The Pennsylvania Supreme Court has agreed to hear arguments over which factors are required to disqualify someone from possessing a firearm.

In Navarro v. Pennsylvania State Police, the justices granted allocatur Dec. 18 to review a Commonwealth Court ruling that an administrative law judge of the state Attorney General's Office improperly denied plaintiff Richard Navarro's application for return of a firearm without showing that the weapon was involved in interstate or foreign commerce.

In November 2013, Navarro pleaded guilty to two first-degree misdemeanor counts of forgery and was sentenced to 24 months of probation, according to the lower court's May opinion. In October 2016, Navarro submitted an application for return of a firearm and was denied after a Pennsylvania Instant Check System report, which listed him as disqualified based on his 2013 convictions.

When Navarro challenged the decision, he was informed in a letter from the Pennsylvania State Police that his application had been denied pursuant to Section 922(g) of the federal Gun Control Act (GCA). Navarro appealed and, in 2017, an ALJ, agreeing with the PSP's decision, denied his application.

Judge Christine Fizzano Cannon, writing for a unanimous three-judge Commonwealth Court panel in May, said the Pennsylvania Uniform Firearms Act (PUFA) requires the PSP to determine whether a potential purchaser or transferee of a firearm has a criminal history that disqualifies them under state or federal law. Triggering of Section 922(g) of the GCA, meanwhile, requires proof of two things: (1) a disqualifying conviction, and (2) that the firearm at issue was involved in interstate or foreign commerce.

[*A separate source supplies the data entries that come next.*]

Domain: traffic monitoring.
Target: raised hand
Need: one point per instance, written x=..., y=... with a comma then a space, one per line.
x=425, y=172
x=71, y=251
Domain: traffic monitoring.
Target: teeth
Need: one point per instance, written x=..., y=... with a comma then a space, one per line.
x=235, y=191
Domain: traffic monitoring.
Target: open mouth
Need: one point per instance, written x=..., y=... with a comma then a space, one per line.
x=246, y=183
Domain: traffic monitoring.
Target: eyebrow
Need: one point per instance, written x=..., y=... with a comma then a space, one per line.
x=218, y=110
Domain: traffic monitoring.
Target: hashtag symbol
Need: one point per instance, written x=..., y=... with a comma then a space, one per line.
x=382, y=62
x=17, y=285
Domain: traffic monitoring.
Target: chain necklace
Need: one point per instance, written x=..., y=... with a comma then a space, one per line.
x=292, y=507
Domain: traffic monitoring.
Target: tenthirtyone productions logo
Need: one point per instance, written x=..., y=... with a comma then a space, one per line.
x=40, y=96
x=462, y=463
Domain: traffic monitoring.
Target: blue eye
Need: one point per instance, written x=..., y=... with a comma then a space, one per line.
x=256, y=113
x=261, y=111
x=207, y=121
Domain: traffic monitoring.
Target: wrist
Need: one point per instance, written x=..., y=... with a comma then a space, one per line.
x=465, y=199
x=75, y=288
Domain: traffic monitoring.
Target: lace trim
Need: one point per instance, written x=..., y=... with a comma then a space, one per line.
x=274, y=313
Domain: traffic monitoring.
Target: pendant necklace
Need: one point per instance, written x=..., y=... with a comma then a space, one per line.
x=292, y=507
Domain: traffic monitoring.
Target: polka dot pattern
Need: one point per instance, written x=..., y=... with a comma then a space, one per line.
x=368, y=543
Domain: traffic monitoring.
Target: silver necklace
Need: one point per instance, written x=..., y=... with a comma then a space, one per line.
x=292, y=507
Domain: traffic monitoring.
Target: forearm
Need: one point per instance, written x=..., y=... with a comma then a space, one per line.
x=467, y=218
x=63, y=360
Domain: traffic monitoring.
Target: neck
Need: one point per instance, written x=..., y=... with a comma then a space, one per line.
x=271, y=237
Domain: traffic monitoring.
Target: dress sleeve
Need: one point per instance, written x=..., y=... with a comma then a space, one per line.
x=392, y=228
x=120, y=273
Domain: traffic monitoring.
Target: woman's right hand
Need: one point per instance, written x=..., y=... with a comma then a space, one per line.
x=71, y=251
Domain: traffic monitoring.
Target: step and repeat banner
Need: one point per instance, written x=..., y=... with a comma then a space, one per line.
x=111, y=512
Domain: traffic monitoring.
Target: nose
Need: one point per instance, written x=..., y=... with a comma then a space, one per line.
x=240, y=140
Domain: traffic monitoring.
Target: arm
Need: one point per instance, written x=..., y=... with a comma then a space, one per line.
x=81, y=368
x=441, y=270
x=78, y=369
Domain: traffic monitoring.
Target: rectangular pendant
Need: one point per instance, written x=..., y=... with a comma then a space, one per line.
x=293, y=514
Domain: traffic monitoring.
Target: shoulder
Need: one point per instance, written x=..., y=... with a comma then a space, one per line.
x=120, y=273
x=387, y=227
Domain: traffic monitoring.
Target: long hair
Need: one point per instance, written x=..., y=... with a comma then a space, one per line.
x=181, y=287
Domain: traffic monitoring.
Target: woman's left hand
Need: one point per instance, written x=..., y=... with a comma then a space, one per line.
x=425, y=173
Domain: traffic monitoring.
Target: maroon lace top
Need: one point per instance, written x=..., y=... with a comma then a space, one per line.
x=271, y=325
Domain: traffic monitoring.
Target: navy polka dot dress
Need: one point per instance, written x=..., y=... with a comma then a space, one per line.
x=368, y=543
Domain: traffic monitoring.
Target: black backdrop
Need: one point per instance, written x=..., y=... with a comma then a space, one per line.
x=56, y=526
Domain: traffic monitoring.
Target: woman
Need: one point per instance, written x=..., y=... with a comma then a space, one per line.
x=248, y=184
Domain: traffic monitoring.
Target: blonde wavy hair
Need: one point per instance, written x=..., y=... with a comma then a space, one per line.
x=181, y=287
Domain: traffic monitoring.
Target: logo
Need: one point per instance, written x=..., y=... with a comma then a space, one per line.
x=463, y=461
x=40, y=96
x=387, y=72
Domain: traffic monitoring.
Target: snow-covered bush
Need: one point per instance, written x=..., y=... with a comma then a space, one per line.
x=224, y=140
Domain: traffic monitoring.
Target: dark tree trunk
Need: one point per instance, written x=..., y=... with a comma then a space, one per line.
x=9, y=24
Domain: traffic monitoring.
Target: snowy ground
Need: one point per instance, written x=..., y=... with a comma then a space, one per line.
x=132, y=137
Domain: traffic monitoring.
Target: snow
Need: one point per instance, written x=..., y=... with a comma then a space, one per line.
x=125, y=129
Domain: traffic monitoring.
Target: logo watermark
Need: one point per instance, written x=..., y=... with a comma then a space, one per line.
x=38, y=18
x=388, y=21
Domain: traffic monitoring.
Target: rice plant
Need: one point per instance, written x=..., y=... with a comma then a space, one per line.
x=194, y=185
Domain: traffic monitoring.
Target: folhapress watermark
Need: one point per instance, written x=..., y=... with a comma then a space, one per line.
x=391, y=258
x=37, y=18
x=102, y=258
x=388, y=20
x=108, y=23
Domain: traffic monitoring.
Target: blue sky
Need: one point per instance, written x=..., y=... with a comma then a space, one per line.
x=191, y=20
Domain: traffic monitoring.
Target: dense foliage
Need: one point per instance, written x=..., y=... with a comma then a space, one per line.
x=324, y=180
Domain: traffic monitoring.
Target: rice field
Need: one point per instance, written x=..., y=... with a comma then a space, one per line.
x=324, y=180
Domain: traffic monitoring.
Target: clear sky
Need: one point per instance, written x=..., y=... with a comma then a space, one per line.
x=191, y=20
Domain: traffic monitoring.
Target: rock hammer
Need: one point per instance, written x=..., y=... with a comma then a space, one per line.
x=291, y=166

“Therefore, per the language of the statute, without proof that the firearm sought to be purchased, possessed, or received moved in interstate commerce, GCA Section 922(g) would not apply regardless of whether or not the individual in question had a disqualifying criminal offense,” Cannon said. “Such proof need not be extensive, but it must be present in some form to trigger the application of Section 922(g).”

Cannon, joined by Judge Robert Simpson and Senior Judge Bonnie Brigance Leadbetter, said the ALJ improperly denied Navarro's application without making any findings that the weapon was involved in interstate or foreign commerce. The court vacated the ALJ's decision and remanded for further proceedings.

On appeal to the Supreme Court, the state is asking the justices whether the Commonwealth Court was wrong to upend the ALJ's decision since PUFA itself does not require a showing that the firearm in question was involved in interstate or foreign commerce.

A spokesman for the State Police said the office does not comment on pending litigation.

Navarro, who is pro se, said he thought it was a good thing that the Supreme Court had agreed to hear the case.

“I hope my argument was convincing,” he said.